Noisy Data Visualization using Functional Data Analysis
Haozhe Chen, Andres Felipe Duque Correa, Guy Wolf, Kevin R. Moon
TL;DR
This work tackles noisy data visualization by learning distances between latent dynamical parameters without density estimation. It introduces Functional Information Geometry (FIG), which uses functional data analysis to define a functional Mahalanobis distance between local densities and integrates diffusion-based embedding via PHATE for visualization. The method learns functional principal component scores from neighbor densities and constructs distances that are then embedded to reveal the intrinsic low-dimensional structure. Empirical results on simulated dynamics and EEG sleep data show FIG outperforms histogram-based EIG/DIG approaches, offering greater robustness to hyperparameters and faster computation, with practical impact for scalable visualization of noisy time-series.
Abstract
Data visualization via dimensionality reduction is an important tool in exploratory data analysis.

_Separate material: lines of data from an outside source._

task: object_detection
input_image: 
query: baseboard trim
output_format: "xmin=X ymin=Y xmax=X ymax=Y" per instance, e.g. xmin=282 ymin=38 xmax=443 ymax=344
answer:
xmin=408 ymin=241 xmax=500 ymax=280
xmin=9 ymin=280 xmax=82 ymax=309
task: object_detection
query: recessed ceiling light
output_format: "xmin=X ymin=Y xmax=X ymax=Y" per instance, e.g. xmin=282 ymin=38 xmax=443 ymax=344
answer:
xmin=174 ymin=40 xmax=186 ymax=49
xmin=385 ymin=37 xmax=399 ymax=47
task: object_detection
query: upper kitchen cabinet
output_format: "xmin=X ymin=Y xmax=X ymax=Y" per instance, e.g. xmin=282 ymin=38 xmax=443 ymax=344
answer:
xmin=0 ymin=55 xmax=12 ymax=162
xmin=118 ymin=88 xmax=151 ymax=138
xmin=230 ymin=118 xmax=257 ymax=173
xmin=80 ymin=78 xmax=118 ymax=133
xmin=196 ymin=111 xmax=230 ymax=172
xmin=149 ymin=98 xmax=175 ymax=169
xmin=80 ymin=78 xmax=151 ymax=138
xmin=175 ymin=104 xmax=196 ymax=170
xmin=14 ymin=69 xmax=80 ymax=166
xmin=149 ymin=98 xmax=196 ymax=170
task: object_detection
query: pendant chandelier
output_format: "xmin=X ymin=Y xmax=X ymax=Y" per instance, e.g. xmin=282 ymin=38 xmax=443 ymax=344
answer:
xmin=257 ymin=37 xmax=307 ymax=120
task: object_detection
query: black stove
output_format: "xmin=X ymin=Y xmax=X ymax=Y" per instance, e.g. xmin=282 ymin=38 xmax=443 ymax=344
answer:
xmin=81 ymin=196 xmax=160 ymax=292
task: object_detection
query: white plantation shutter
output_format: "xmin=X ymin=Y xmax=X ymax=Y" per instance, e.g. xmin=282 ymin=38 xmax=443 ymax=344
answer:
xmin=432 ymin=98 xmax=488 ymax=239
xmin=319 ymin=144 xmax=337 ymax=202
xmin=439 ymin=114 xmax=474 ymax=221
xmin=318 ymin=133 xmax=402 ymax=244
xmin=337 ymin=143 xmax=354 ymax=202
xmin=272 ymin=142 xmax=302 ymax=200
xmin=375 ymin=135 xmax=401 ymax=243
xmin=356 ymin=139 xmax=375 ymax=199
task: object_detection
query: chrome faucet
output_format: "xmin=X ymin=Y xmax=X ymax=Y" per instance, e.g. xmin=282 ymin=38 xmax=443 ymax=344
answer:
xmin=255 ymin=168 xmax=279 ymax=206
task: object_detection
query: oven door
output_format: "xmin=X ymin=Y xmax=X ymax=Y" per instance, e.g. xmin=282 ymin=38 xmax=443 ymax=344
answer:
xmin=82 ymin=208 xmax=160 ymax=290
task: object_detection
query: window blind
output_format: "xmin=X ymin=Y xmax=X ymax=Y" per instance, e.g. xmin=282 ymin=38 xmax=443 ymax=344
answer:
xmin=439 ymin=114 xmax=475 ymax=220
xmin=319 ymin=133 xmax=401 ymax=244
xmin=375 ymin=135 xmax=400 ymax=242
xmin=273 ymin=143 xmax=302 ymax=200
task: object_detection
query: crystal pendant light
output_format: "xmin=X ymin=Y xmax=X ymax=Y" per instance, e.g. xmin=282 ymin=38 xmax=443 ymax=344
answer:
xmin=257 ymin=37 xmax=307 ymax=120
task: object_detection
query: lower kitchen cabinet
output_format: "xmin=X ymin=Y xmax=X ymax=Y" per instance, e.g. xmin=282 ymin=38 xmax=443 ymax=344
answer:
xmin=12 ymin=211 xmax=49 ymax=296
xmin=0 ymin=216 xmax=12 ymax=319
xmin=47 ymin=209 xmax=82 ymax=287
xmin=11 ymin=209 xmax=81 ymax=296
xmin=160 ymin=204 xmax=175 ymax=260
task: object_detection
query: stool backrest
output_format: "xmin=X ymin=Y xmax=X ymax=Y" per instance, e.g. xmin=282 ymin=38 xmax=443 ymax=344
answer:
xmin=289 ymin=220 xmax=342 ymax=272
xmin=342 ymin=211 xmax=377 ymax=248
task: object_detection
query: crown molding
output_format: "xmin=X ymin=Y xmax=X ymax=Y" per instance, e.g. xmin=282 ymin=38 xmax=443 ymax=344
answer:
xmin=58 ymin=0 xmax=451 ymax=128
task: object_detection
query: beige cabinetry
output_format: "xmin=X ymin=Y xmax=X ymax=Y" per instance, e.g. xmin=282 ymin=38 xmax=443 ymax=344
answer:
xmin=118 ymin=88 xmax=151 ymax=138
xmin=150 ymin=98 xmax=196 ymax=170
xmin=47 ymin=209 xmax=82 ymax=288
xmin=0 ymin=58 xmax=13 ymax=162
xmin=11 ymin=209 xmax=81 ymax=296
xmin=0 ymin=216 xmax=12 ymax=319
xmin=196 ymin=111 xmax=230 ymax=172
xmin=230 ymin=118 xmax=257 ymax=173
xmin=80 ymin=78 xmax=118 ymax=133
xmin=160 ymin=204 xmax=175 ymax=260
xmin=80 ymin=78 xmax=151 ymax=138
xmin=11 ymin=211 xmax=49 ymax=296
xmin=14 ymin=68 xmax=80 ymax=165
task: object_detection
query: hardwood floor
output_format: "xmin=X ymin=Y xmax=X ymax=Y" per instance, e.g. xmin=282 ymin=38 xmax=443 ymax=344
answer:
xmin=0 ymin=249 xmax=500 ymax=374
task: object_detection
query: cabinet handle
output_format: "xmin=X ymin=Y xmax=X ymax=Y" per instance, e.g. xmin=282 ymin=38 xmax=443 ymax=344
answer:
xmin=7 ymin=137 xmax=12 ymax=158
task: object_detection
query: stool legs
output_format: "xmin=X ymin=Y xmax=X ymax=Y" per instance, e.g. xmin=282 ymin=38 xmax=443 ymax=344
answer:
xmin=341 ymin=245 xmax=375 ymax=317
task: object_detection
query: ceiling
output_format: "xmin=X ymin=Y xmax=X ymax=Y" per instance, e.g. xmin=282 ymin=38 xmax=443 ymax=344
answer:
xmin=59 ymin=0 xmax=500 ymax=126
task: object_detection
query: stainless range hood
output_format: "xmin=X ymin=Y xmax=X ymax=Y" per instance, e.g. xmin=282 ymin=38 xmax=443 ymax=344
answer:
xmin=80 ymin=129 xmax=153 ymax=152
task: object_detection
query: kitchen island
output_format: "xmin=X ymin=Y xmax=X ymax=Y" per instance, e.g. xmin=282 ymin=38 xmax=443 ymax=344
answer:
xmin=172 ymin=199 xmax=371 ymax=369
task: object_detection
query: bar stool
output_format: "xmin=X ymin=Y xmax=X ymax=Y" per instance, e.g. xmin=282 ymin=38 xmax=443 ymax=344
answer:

However, when the data are noisy, many existing methods fail to capture the underlying structure of the data. The method called Empirical Intrinsic Geometry (EIG) was previously proposed for performing dimensionality reduction on high dimensional dynamical processes while theoretically eliminating all noise. However, implementing EIG in practice requires the construction of high-dimensional histograms, which suffer from the curse of dimensionality. Here we propose a new data visualization method called Functional Information Geometry (FIG) for dynamical processes that adapts the EIG framework while using approaches from functional data analysis to mitigate the curse of dimensionality. We experimentally demonstrate that the resulting method outperforms a variant of EIG designed for visualization in terms of capturing the true structure, hyperparameter robustness, and computational speed. We then use our method to visualize EEG brain measurements of sleep activity.